The car is actually a simulator. It's connected to a computer and software system. Dr. Fengxiang Qiao is assistant professor of transportation studies at TSU. He's using the simulator to guage how road signs and symbols help guide people to traffic generators. Traffic generators are those places where large numbers of people converge, such as stadiums and entertainment venues.

"Those attractions that will attract the people from not only this city, maybe from other cities, where we have a big event such as the Rodeo Houston or basketball or when there are some similar events in the Toyota Center or Reliant Energy. So under these cases people will get lost when they try to find their destination because they are not familiar with the road systems nearby."

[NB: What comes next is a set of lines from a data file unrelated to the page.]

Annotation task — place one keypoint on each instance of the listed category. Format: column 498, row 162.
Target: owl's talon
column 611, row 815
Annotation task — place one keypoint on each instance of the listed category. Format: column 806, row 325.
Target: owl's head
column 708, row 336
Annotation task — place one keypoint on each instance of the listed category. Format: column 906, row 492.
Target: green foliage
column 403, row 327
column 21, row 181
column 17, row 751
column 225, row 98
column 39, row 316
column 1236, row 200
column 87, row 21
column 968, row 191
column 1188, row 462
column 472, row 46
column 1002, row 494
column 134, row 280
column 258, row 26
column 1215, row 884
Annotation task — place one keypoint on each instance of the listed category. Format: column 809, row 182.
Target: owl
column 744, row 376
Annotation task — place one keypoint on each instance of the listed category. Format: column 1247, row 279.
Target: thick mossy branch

Volunteers are asked to drive the simulator and then report whether the signs they saw on the screen were helpful in directing them to their destination. Cassie Lu is the research assistant on this project. She designed the software program that simulates various road signs and scenarios. She says the program tests the signs that are already in place on the roads, as well as other types of signs to see what works best.

"After the drivers drive the whole round, we will record the driver's behavior and whether they have successfully or correctly entered an exit, entered a lane that's according to the signs. And we will do surveying, some kind of survey or test to see how do they feel about a sign and whether there's something that we can implement."

Right now, there's no uniform set of signage for traffic generators. TXDOT awarded TSU a $200,000 grant and is asking the university to come up with recommendations for a standard signage system. Laurie Johnson, Houston Public Radio News.